JPP pede esclarecimentos sobre a reabertura do cais da Ribeira Brava
O encerramento prolongado do cais da Ribeira Brava desde maio de 2025 (interdição total a 9 de junho) está a causar prejuízos a pescadores, comércio, operadores marítimo-turísticos e à imagem do concelho, afirma a deputada municipal do JPP, Cátia Gouveia.
Em nota remetida à imprensa, explica que a situação deve-se à instabilidade da escarpa, com a identificação de novos blocos rochosos instáveis durante os trabalhos, o que prolonga a intervenção e aumenta a incerteza sobre a reabertura.
A autarca sublinha que a segurança é prioritária, mas critica a ausência de planeamento: “não há planeamento, não há calendário, não há privibilidade e quando a incerteza é o modo de operar das entidades, toda a população sai a perder”.
O JPP lembra a posição do Governo Regional sobre esta matéria, mas também da Câmara Municipal da Ribeira Brava e da Administração dos Portos da Região (APRAM). O executivo PSD/CDS considerou a intervenção na escarpa “inevitável e inadiável”, avançou que as obras teriam um custo na ordem dos dois milhões de euros e que a reabertura do cais ficaria dependente da peritagem do Laboratório Regional de Engenharia. Já a APRAM, por seu lado, declarou a interdição do cais, proibiu a navegação num raio de 40 metros e considerou a situação “dinâmica e imprevisível”.
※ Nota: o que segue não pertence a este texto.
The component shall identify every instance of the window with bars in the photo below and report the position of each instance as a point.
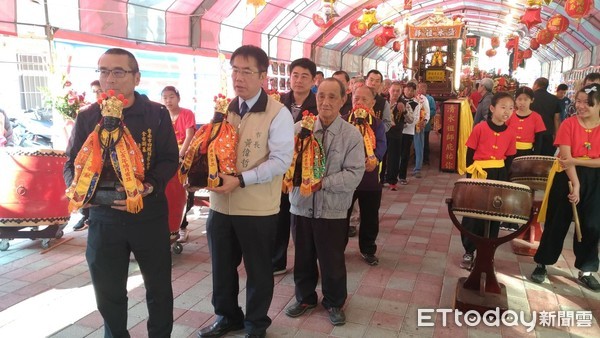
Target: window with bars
(33, 77)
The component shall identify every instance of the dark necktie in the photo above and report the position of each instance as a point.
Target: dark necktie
(244, 109)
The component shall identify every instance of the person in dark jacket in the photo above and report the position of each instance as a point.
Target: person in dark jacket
(297, 100)
(368, 192)
(6, 129)
(344, 78)
(548, 106)
(113, 232)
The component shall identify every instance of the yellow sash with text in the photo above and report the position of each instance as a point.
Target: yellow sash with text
(477, 169)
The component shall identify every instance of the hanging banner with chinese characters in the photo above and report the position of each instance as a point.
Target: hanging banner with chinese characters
(450, 123)
(436, 27)
(473, 43)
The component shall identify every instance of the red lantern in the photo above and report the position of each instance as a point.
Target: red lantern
(358, 29)
(532, 17)
(325, 16)
(379, 40)
(510, 44)
(320, 22)
(533, 44)
(495, 42)
(544, 37)
(578, 9)
(557, 24)
(388, 31)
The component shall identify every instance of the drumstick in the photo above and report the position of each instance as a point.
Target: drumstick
(575, 215)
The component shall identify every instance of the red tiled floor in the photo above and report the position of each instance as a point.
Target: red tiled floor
(419, 252)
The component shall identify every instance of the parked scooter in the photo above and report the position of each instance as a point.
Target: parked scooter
(27, 136)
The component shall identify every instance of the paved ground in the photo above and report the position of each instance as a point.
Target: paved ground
(50, 294)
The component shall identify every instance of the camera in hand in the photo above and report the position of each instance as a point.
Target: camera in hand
(106, 191)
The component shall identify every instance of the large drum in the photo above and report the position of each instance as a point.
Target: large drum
(32, 188)
(532, 171)
(492, 200)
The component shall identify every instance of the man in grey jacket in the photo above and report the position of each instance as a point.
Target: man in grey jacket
(320, 229)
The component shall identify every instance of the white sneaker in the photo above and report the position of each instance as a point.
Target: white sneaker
(184, 234)
(467, 262)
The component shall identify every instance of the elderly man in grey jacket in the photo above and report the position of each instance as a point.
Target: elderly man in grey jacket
(320, 229)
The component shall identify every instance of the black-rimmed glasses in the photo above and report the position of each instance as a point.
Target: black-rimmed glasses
(118, 73)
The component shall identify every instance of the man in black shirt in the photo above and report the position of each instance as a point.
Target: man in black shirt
(297, 100)
(113, 232)
(548, 107)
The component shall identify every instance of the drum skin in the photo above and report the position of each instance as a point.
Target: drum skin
(32, 188)
(531, 170)
(492, 200)
(176, 198)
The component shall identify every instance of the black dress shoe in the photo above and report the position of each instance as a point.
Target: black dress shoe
(82, 224)
(219, 329)
(255, 335)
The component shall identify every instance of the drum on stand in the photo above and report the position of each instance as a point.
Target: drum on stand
(487, 200)
(532, 171)
(492, 200)
(33, 194)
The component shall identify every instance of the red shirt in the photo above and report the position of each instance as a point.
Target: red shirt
(491, 145)
(476, 97)
(526, 127)
(185, 120)
(583, 142)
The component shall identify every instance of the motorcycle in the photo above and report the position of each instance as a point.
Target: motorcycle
(27, 135)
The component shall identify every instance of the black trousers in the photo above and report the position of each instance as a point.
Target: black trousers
(111, 239)
(231, 238)
(369, 202)
(85, 212)
(282, 239)
(547, 147)
(188, 207)
(426, 148)
(405, 154)
(394, 149)
(383, 167)
(323, 240)
(477, 226)
(560, 214)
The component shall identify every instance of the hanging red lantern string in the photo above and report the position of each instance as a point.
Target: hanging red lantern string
(533, 44)
(544, 37)
(532, 17)
(369, 17)
(495, 42)
(578, 9)
(557, 24)
(324, 17)
(358, 29)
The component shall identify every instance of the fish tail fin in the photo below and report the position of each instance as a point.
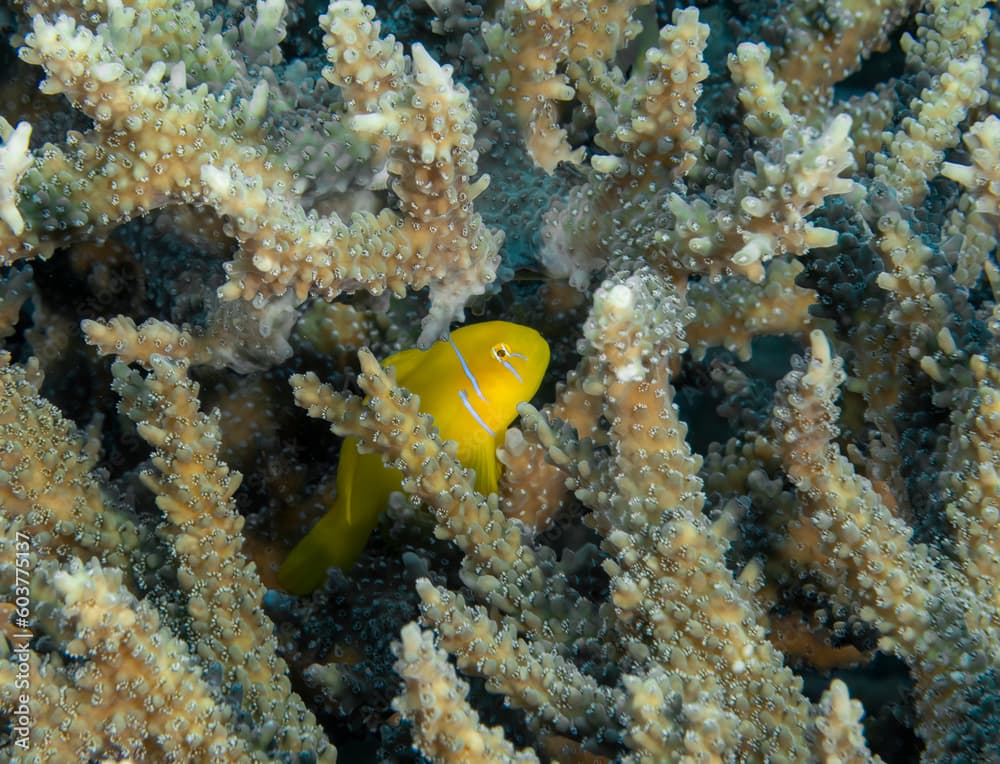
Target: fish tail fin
(333, 542)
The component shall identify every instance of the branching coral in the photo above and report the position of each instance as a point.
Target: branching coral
(655, 581)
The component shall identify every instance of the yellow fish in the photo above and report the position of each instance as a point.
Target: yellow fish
(471, 384)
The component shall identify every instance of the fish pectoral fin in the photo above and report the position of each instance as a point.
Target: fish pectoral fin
(480, 454)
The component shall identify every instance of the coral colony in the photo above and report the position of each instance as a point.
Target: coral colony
(752, 512)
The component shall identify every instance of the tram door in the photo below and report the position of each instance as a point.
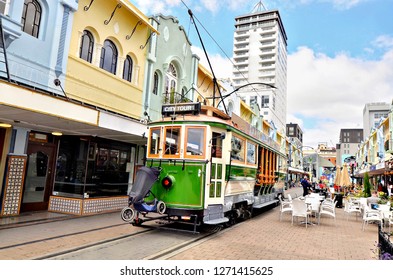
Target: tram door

A deputada critica sobretudo a falta de prazos e exige ainda um relatório técnico atualizado, urgência na conclusão da obra, medidas de apoio aos setores afetados, comunicação pública regular e uma estratégia de recuperação turística.
“O cais da Ribeira Brava é uma infraestrutura essencial para a vida económica, social e turística da Ribeira Brava. O seu encerramento prolongado, sem informação clara e sem medidas compensatórias adequadas, constitui motivo legítimo de indignação e protesto cívico”, finaliza a deputada municipal.